Euclidean Distance Degree

By Rekha R. Thomas

Many models in the sciences and engineering arise as the set of real solutions to systems of multivariate polynomial equations with real coefficients. In practice, model observations are often noisy and may not satisfy all the equations. In such situations, the problem usually solved is that of finding the maximum likelihood estimate of the noisy sample. If the distribution of noise is Gaussian, the problem reduces to finding the closest point in Euclidean distance from the noisy sample to the model. For example, in the triangulation problem in computer vision, which is concerned with the reconstruction of three-dimensional scenes from camera images, the model is the set of possible images of points in three-dimensional space observed by a given set of cameras. This space of images can be described by certain quadratic and cubic polynomials in the coordinates of the images. The task here is to find a set of true images that are closest in Euclidean distance to a given set of noisy images.
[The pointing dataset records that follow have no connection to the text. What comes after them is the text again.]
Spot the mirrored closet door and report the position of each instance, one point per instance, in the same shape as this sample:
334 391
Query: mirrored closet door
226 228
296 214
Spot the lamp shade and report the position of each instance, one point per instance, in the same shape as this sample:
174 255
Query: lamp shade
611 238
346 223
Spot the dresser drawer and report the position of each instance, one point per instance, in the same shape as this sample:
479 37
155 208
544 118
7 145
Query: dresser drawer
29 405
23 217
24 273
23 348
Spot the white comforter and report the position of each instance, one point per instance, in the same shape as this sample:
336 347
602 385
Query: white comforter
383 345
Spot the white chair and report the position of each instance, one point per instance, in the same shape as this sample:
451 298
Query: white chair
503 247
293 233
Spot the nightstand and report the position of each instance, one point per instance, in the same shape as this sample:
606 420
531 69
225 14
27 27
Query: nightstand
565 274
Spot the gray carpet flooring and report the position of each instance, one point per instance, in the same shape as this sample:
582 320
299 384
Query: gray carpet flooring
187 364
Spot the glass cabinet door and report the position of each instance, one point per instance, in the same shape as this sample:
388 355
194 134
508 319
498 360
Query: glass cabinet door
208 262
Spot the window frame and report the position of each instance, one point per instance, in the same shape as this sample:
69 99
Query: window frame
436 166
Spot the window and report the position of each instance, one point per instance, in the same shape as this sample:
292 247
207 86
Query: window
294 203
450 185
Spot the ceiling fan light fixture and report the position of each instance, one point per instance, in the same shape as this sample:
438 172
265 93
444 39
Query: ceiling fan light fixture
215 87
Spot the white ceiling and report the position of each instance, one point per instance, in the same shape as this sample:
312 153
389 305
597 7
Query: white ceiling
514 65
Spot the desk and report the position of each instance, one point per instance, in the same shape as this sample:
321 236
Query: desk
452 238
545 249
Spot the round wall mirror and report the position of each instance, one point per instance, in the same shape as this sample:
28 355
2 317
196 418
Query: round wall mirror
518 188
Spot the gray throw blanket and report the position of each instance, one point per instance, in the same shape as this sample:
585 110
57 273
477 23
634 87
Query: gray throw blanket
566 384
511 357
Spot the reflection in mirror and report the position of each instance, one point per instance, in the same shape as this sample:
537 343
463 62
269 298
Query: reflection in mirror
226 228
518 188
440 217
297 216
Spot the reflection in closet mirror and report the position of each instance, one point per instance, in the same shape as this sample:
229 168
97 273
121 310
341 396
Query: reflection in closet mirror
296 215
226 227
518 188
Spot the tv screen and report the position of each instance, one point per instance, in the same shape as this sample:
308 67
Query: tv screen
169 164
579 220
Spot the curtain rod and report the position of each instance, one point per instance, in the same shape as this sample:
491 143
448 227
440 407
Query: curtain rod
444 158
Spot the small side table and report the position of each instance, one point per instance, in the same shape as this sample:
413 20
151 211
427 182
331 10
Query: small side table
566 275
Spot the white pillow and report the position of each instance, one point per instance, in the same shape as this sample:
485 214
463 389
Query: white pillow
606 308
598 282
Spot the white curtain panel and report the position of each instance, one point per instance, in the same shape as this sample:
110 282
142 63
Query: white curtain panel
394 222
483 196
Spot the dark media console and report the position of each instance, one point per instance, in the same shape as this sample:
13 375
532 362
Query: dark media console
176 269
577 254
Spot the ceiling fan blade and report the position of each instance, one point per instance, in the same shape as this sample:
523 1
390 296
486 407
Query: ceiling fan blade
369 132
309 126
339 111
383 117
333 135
Figure 1. Minimizing Euclidean distance from u to X.

The set of real solutions to a system of polynomial equations in \(n\) variables, called a real algebraic variety, is a subset \(X\) of \(\mathbb{R}^{n}\). The application described above is a special instance of the following general optimization problem on \(X\): Given a data point \(u \in \mathbb{R}^n\), find \(u^{*} \in X\) that minimizes \(d_{u}(x)= \parallel u – x \parallel ^{2}_{2}\) , the square of the Euclidean distance from \(u\) to \(X\). Geometrically, \(u^*\) is the first point on \(X\) that is touched by a ball of growing radius, centered at \(u\) (see Figure 1).

As simple as it sounds, this is in general a difficult (NP-hard) problem. The set of critical points of the problem (which contains the minimizer) is typically finite; the points are the solutions to a system of polynomial equations associated to those defining \(X\). We are concerned with this set of critical points, whose size is a measure of the algebraic complexity of writing \(u^*\) as a function of \(u\).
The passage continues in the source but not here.